Clinical follow-up was completed in 1,389 patients (94%), and the median follow-up duration was 30 months (25th and 75th percentile 13 and 48). During this period, 87 patients (6%) reached the composite end point. Of these 87 patients, 52 (4%) died from cardiovascular mortality and 46 (3%) were hospitalized for new-onset or worsening heart failure. A total of 78 patients (5%) died during the follow-up period, and only 67% of the deaths were defined as having a cardiovascular cause. In the present population, the noncardiovascular deaths were mostly from malignancy.

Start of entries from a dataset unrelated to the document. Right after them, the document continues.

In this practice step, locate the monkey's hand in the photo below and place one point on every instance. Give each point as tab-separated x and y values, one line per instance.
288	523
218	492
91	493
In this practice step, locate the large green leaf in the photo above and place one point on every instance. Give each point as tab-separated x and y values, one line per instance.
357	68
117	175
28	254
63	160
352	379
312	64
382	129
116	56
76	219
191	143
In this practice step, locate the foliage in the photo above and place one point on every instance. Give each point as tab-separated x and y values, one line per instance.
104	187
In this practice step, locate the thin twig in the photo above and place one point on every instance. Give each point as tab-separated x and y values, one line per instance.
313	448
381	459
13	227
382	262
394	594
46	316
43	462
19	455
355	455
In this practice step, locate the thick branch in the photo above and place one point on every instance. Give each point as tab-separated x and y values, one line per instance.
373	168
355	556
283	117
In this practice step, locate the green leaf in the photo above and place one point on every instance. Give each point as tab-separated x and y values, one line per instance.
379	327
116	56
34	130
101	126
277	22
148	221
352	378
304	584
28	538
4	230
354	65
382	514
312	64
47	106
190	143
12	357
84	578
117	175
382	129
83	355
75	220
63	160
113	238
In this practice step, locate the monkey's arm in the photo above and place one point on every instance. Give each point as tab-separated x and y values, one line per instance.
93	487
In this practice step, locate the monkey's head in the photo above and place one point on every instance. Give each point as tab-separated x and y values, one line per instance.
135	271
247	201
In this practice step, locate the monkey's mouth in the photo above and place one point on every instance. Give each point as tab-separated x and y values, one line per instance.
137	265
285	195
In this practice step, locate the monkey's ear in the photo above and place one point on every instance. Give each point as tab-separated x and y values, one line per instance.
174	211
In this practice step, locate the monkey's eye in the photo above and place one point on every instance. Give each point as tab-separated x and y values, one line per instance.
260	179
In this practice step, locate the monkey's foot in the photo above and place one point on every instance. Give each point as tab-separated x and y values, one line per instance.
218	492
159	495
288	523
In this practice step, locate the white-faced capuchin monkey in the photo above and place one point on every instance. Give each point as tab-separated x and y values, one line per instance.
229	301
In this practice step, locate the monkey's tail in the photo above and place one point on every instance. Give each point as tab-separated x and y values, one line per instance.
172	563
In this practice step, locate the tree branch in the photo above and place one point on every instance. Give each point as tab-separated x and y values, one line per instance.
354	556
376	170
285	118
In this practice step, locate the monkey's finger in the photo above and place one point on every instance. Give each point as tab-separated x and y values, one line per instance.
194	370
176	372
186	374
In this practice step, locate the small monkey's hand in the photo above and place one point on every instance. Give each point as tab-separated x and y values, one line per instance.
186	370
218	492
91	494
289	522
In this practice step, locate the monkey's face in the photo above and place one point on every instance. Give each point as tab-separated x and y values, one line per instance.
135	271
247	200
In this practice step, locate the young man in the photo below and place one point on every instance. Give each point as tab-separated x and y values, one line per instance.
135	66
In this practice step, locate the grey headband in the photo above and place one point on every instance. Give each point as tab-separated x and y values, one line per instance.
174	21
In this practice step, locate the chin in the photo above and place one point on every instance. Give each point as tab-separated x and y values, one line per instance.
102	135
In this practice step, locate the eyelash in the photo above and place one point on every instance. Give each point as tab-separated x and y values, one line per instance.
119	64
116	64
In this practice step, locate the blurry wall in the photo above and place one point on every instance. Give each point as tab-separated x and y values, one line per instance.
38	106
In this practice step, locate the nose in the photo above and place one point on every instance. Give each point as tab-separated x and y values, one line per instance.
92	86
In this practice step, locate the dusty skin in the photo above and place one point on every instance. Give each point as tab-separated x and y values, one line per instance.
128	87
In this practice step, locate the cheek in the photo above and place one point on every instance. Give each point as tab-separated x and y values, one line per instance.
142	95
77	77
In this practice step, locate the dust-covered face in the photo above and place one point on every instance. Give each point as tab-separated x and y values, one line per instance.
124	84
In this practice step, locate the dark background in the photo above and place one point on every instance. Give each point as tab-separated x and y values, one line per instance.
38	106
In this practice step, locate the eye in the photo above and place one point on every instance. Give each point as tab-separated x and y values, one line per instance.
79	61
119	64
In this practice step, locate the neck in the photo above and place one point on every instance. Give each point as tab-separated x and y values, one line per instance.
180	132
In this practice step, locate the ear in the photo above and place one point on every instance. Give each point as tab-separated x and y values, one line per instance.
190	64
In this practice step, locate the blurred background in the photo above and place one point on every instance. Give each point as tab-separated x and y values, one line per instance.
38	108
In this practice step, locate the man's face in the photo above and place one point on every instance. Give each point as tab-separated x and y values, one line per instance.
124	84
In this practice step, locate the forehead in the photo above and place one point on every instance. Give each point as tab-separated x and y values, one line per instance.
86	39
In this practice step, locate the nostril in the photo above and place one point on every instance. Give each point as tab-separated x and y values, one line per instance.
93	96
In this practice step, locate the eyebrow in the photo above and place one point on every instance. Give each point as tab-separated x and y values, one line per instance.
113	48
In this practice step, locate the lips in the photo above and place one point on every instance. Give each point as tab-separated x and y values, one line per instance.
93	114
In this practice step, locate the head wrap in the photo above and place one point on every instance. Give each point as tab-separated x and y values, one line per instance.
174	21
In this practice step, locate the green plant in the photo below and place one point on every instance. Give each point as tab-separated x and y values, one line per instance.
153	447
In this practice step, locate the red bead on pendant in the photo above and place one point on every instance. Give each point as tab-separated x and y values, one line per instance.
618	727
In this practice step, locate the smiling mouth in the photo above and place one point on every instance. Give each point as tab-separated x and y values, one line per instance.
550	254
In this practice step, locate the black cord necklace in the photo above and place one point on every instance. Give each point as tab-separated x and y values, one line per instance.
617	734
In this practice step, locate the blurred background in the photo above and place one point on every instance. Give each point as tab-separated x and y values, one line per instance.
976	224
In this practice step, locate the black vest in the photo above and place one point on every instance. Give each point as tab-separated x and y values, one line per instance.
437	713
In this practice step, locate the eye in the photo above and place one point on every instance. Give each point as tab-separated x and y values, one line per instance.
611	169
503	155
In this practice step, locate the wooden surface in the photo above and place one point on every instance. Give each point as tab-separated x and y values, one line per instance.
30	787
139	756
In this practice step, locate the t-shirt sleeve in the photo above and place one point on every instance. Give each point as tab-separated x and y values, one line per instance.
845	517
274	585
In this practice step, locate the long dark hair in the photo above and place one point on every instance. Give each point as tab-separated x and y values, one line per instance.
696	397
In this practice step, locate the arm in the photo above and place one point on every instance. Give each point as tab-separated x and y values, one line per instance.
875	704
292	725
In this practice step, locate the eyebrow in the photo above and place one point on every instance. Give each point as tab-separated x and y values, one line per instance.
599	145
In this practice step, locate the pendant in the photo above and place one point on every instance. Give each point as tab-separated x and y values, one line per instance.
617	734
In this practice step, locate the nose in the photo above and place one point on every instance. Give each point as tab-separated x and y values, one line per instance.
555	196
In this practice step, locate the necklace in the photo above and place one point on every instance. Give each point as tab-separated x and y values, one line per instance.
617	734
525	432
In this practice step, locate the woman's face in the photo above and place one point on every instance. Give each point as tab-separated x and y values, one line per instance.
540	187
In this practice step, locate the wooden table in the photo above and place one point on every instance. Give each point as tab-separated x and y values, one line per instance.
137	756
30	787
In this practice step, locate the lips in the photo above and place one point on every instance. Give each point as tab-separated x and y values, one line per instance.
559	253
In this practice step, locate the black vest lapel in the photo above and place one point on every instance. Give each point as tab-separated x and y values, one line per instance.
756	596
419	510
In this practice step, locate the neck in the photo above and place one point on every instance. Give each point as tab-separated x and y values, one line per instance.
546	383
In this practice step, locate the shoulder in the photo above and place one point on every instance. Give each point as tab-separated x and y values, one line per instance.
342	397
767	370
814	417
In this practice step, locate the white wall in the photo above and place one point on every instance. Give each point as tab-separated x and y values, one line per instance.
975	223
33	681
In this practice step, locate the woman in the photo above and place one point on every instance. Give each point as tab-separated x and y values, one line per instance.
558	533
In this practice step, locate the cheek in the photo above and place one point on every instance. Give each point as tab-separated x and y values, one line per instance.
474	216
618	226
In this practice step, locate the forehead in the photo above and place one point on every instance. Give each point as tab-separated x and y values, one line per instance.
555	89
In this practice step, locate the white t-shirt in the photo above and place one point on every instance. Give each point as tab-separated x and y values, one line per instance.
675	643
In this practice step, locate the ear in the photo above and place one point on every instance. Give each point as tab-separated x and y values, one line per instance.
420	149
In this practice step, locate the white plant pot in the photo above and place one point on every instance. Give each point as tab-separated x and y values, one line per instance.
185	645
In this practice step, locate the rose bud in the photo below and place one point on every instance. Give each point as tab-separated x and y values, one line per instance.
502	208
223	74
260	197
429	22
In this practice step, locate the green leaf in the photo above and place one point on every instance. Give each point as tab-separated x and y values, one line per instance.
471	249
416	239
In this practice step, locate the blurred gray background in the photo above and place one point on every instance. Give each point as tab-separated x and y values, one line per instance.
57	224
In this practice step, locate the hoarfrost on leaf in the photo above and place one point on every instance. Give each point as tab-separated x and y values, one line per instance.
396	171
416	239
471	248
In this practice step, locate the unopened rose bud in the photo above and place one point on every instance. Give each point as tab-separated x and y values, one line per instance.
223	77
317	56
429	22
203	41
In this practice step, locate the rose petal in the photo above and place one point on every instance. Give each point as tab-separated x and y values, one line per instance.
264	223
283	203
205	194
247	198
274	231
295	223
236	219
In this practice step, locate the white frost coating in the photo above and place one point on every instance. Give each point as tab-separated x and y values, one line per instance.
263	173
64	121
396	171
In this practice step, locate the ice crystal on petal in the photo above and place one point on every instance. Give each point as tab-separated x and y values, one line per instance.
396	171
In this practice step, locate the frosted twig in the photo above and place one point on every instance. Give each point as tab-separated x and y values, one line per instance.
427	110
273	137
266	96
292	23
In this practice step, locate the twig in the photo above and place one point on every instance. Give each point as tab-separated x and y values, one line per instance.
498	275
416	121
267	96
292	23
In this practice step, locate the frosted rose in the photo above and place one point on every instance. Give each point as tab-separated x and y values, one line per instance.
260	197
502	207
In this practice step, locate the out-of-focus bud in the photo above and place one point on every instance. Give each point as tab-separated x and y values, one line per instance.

Univariate and subsequent multivariate Cox regression analyses identified 8 variables for the construction of the risk score: age ≥70 years, Killip class ≥2, diabetes, left anterior descending coronary artery as the culprit vessel, 3-vessel disease, peak cardiac troponin T level ≥3.5 μg/L, left ventricular ejection fraction ≤40%, and heart rate at discharge ≥70 beats/min ( Table 2 ). The regression coefficient of heart rate at discharge of 0.46 was used as the base regression coefficient. For each variable, a weighted risk score was assigned according to the corresponding regression coefficient ( Table 2 ). Then, a risk score was calculated for each patient by summing the points for each risk factor present. The area under the receiver operator characteristic curve for the risk score and the composite end point at 30 days and 1 and 4 years was 0.77, 0.81, and 0.79, respectively, indicating good discriminatory power for the model. The mean C-index of the risk score as obtained in the 1,000 bootstrap samples was fairly similar at 0.78 ± 0.04 SEM, 0.82 ± 0.03, and 0.79 ± 0.79 for the composite end point at 30 days and 1 and 4 years, respectively.